In recent years, deep learning algorithms have shown promise in identifying protein function and extracting complex sequence-structure-function correlations.
Scientists from Middle East Technical University and Karadeniz Technical University present a benchmarking study that compares the results and benefits of various deep learning algorithms in various protein prediction tasks.
The data-centric approaches have been utilized for the development of predictive methodologies for explaining uncharacterized properties of proteins; in any case, studies show that these strategies ought to be additionally improved to tackle critical problems in biomedicine and biotechnology, which can be accomplished by better addressing the current data.
Novel approaches to data representation, for the most part, take motivation from language models that have yielded notable improvements in natural language processing. Of late, these methodologies have been applied to protein science and have shown profoundly encouraging results in terms of extraction of complex sequence-structure-function relationships.
In this study, the scientists conducted a point by point investigation over protein representation learning by first categorizing/elucidating each methodology, along these lines benchmarking their performances on the prediction of:
- Semantic similarities between proteins,
- Ontology-based protein function,
- Drug-target protein families and
- Protein-protein binding affinity changes followed after mutations
The scientists evaluated and discussed the benefits and disadvantages of every strategy over the benchmark outcomes, source datasets, and algorithms utilized in close comparison with conventional model-driven approaches. Finally, the researchers discussed current difficulties and recommended future bearings.
They believed that the conclusions of this study would assist researchers with applying machine/deep learning-based representation techniques to protein data for different predictive tasks and rouse the improvement of novel approaches.

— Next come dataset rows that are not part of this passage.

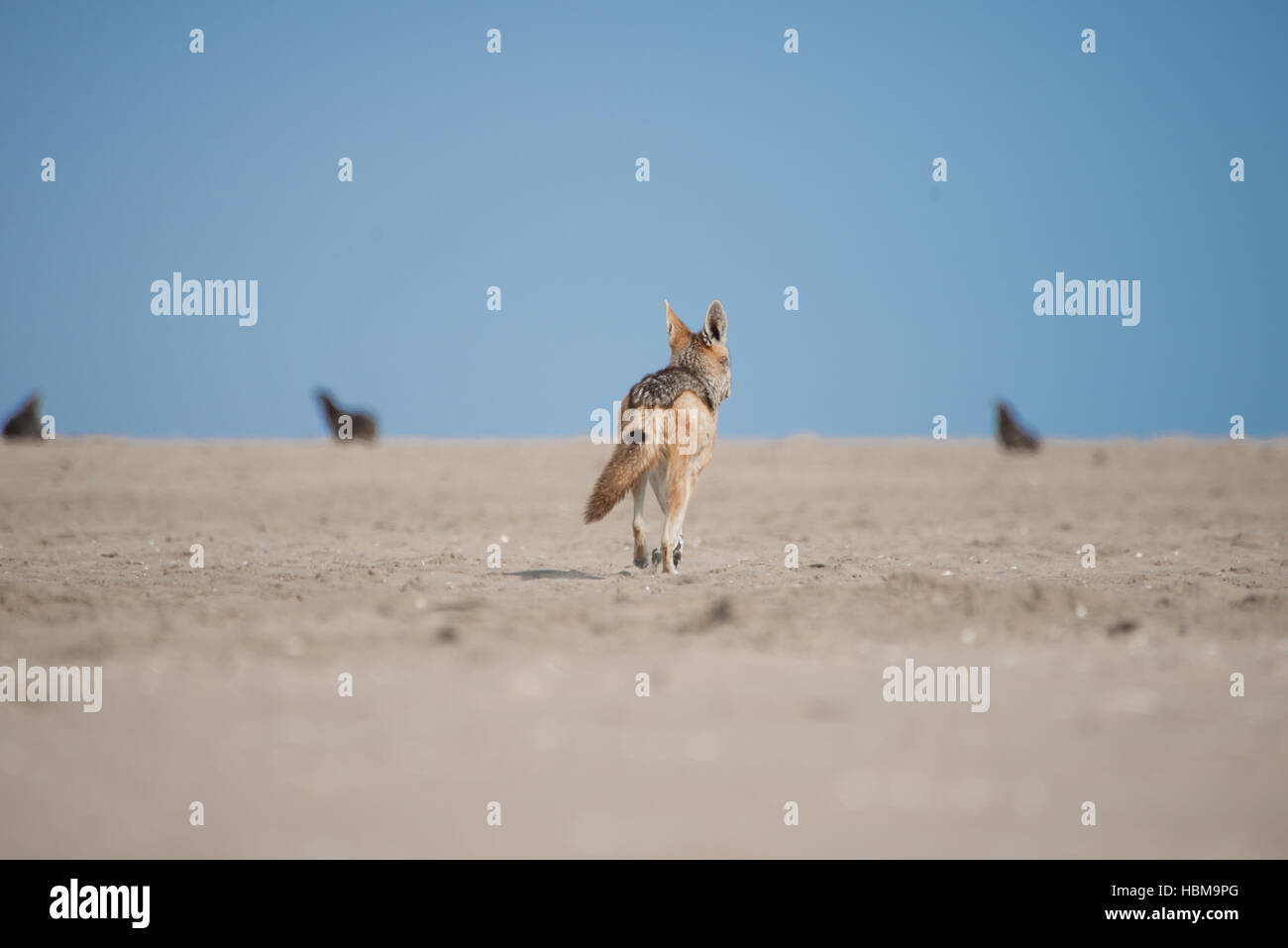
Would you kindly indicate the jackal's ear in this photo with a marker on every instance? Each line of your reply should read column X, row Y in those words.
column 716, row 325
column 675, row 330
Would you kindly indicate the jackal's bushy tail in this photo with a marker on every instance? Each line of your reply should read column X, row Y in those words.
column 627, row 466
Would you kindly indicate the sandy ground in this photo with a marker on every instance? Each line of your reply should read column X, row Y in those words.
column 518, row 685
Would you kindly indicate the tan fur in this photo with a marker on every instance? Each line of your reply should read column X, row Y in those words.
column 679, row 440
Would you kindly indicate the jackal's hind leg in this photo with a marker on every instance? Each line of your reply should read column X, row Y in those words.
column 678, row 493
column 638, row 492
column 657, row 481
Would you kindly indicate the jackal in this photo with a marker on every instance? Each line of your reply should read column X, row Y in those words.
column 669, row 429
column 346, row 424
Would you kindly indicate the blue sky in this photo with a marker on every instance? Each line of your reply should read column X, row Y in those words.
column 768, row 170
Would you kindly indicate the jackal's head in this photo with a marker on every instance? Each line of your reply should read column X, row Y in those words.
column 706, row 353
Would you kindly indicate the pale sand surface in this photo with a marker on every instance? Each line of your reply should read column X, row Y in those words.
column 518, row 685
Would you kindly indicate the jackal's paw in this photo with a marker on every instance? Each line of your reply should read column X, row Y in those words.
column 675, row 557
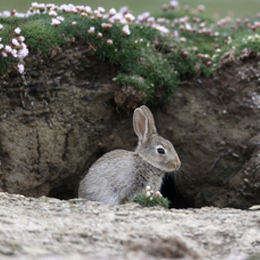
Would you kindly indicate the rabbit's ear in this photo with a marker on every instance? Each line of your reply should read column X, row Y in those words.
column 151, row 123
column 143, row 123
column 140, row 124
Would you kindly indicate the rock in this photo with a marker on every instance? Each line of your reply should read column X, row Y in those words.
column 41, row 229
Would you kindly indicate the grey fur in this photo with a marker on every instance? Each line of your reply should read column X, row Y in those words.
column 119, row 175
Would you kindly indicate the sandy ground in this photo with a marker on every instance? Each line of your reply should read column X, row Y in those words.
column 48, row 228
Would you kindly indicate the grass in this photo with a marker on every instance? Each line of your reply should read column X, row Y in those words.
column 180, row 45
column 151, row 199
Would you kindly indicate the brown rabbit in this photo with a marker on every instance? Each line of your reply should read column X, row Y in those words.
column 119, row 175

Protein science is known to be a broad discipline that makes analyses of both individualistic and the whole proteomes of living organisms. It utilizes laboratory experiments or proteomics and computational techniques like machine learning, molecular modeling, data science, etc., to create high-accuracy re-usable methods, which are highly revered and utilized in biotechnology and biomedicine.
Protein informatics is referred to as an extension of protein science that mainly deals with the modeling of quantitative aspects of proteins in a computationally data-centric manner.

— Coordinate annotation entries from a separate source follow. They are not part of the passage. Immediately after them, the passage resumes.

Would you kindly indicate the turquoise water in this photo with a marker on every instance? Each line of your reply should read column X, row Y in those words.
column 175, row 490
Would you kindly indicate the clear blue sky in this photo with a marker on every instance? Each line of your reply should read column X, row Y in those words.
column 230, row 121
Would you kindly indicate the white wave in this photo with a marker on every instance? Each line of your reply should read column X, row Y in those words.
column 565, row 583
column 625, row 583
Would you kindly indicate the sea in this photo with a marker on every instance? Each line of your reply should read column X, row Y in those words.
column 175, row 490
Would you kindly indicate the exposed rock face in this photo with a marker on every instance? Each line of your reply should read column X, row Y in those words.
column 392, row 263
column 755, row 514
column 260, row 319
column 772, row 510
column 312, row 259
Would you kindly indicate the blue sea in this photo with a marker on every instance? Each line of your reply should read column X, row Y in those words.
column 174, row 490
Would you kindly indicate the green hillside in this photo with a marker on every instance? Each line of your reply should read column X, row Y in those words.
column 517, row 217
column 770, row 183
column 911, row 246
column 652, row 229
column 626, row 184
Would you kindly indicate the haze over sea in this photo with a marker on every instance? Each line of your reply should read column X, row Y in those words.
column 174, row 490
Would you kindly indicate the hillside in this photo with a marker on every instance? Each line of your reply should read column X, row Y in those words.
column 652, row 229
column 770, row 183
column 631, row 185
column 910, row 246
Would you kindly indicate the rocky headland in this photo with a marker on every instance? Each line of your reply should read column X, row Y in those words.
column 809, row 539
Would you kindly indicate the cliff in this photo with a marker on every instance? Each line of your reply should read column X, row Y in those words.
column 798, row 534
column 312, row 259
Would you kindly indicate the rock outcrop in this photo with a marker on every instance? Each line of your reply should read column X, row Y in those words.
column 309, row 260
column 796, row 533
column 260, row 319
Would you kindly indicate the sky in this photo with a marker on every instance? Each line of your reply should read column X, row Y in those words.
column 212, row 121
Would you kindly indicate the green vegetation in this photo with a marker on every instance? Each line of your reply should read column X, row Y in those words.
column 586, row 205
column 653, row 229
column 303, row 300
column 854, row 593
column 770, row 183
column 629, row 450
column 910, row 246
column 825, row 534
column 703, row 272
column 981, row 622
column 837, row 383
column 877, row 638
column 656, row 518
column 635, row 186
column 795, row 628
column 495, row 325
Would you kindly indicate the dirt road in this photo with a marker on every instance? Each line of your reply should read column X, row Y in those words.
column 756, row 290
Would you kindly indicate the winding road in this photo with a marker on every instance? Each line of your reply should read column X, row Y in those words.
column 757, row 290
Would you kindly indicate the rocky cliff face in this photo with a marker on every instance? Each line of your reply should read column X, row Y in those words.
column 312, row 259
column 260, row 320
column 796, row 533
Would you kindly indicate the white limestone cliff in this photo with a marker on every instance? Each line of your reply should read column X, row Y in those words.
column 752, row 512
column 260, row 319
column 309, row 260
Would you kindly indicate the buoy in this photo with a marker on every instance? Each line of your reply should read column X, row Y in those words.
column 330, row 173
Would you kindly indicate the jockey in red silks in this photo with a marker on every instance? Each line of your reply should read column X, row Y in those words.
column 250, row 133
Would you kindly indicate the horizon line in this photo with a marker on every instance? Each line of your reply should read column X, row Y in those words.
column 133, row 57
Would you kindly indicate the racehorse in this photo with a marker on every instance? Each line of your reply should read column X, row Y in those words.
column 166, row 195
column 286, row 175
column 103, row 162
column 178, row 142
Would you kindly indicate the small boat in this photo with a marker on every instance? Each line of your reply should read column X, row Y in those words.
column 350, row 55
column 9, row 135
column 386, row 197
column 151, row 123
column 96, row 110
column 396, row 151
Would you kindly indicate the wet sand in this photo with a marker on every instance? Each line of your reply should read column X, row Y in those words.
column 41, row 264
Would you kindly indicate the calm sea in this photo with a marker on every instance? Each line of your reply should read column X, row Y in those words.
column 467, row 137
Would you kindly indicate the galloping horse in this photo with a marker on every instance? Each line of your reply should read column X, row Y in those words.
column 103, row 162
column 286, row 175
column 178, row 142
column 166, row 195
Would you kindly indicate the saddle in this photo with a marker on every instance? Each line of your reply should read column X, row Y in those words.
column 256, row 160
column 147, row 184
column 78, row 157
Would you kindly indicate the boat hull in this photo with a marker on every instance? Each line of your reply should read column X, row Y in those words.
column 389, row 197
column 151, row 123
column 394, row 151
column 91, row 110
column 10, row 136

The functional characterization of proteins is critical for the development of new and efficiently effective biomedical strategies and the products of biotechnology. The number of protein entries since May 2021 was known to be around 215 million in the UniProt protein sequence and annotation knowledge base, and of those, only 0.56 million are known to be manually reviewed with annotation expert curators, which indicated the large gap between the current sequencing and annotation capabilities.

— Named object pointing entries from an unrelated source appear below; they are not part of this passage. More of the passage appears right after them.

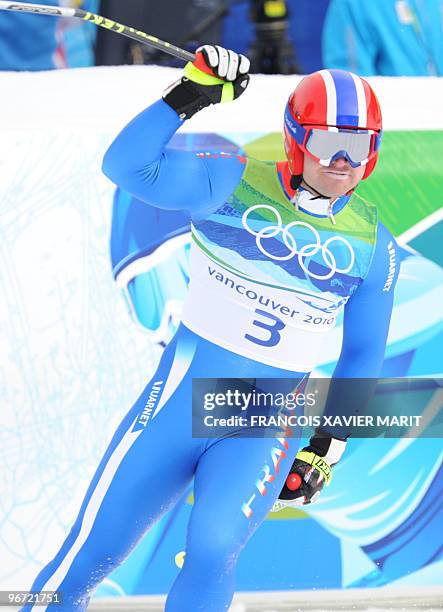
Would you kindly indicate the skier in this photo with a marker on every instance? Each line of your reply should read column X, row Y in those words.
column 278, row 251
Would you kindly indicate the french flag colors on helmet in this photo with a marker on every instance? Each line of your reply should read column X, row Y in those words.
column 330, row 98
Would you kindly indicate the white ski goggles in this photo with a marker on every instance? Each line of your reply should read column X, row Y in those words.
column 330, row 144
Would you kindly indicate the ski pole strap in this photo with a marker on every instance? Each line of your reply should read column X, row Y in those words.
column 201, row 78
column 318, row 463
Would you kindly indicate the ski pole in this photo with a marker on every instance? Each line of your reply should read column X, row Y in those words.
column 98, row 20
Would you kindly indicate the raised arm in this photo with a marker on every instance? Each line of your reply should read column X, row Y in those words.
column 141, row 163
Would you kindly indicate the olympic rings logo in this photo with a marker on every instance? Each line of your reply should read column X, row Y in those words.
column 271, row 231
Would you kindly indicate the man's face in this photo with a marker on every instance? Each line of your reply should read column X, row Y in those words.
column 332, row 181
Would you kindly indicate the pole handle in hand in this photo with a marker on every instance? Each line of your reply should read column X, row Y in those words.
column 98, row 20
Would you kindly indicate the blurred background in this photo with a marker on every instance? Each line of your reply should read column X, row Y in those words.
column 381, row 37
column 77, row 257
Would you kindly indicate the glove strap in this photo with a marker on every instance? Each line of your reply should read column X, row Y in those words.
column 318, row 463
column 202, row 78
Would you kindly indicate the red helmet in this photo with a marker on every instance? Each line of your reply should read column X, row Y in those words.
column 331, row 114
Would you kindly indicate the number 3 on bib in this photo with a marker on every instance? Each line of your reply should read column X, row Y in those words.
column 273, row 326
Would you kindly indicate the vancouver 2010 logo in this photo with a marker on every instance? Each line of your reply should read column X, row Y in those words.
column 308, row 250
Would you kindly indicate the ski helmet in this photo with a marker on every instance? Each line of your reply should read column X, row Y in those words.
column 332, row 114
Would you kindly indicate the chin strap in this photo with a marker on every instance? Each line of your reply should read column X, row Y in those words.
column 295, row 183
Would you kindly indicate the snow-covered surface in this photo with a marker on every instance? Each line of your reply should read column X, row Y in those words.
column 109, row 96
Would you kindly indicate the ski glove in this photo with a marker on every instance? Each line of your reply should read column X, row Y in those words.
column 312, row 468
column 216, row 75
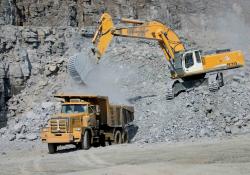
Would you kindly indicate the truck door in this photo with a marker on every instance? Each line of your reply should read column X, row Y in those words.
column 192, row 62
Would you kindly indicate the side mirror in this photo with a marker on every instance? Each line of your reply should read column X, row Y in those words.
column 98, row 110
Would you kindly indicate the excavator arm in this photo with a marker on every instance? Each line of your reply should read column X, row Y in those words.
column 168, row 40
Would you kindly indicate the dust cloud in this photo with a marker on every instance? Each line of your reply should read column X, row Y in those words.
column 98, row 79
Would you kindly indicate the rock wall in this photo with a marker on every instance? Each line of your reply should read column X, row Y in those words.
column 31, row 53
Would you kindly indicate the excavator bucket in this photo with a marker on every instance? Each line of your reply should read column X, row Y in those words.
column 103, row 35
column 81, row 64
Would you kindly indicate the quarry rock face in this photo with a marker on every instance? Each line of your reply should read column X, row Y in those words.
column 38, row 37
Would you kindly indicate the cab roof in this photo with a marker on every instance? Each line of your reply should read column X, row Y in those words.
column 76, row 103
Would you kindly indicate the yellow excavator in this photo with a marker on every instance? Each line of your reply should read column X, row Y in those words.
column 188, row 68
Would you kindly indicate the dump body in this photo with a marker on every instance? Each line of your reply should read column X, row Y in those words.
column 89, row 114
column 221, row 61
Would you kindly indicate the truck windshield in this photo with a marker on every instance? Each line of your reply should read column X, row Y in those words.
column 73, row 109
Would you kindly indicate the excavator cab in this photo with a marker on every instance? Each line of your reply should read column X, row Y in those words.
column 192, row 62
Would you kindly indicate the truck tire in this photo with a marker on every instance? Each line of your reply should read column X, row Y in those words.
column 86, row 141
column 118, row 137
column 125, row 138
column 52, row 148
column 102, row 140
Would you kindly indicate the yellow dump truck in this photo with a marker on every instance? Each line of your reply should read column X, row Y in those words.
column 88, row 120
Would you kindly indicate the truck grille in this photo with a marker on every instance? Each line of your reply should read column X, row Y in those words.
column 58, row 125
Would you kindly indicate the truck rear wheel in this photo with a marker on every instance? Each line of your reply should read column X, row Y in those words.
column 52, row 148
column 118, row 137
column 125, row 137
column 86, row 141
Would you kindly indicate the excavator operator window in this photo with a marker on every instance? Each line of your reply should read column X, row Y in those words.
column 189, row 60
column 198, row 57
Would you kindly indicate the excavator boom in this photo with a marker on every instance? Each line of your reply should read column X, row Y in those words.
column 188, row 68
column 167, row 38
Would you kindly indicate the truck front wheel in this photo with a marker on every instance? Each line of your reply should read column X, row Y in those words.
column 86, row 141
column 52, row 148
column 118, row 137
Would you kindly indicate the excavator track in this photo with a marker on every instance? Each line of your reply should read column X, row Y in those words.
column 72, row 69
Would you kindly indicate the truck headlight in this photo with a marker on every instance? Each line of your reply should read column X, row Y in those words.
column 45, row 129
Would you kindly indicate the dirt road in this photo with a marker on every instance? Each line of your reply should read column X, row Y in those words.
column 231, row 156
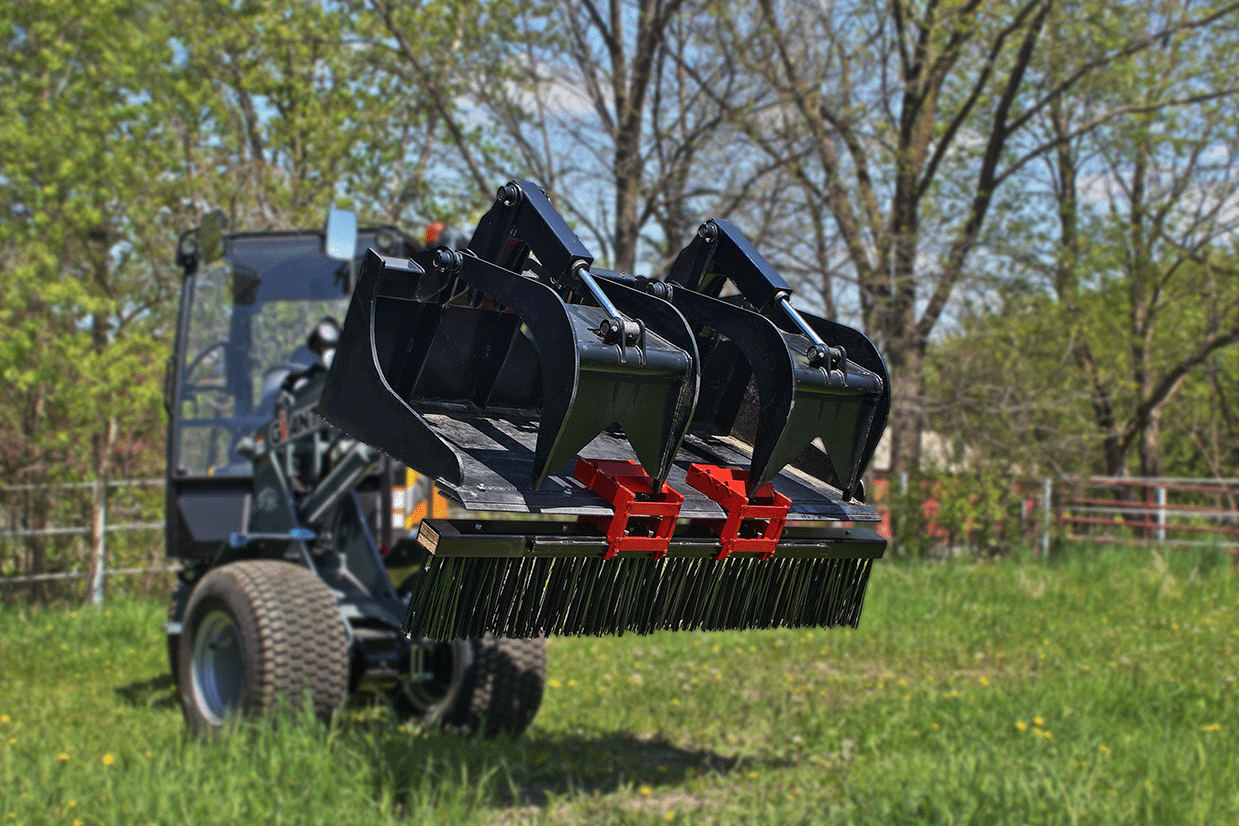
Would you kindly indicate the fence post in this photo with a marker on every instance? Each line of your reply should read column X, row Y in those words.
column 100, row 543
column 1161, row 513
column 1046, row 491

The gap is solely due to the cost required and the time-consuming nature of acquiring results from wet-laboratory experiments and the manual curation later on.
For the augmentation of experimental and curation-based annotation methodologies, in-silico approaches have been utilized, in this context, numerous research groups have since long been working on the development of new computational methods for the prediction of enzymatic activities of proteins, biophysical properties, protein-ligand interactions, 3D structures, and finally, their functions.
Protein Function Prediction (PFP)
Protein function prediction or PFP is referred to as the functional definition assignment to proteins, which can be semi-automatic or automatic.
The chief terminology for biomolecule functions can be codified in the Gene Ontology System or the GO system, which is a hierarchical network of concepts or controlled vocabulary which annotates molecular functions of genes and/or proteins, along with their subcellular localizations, including the biological processes in which they are involved.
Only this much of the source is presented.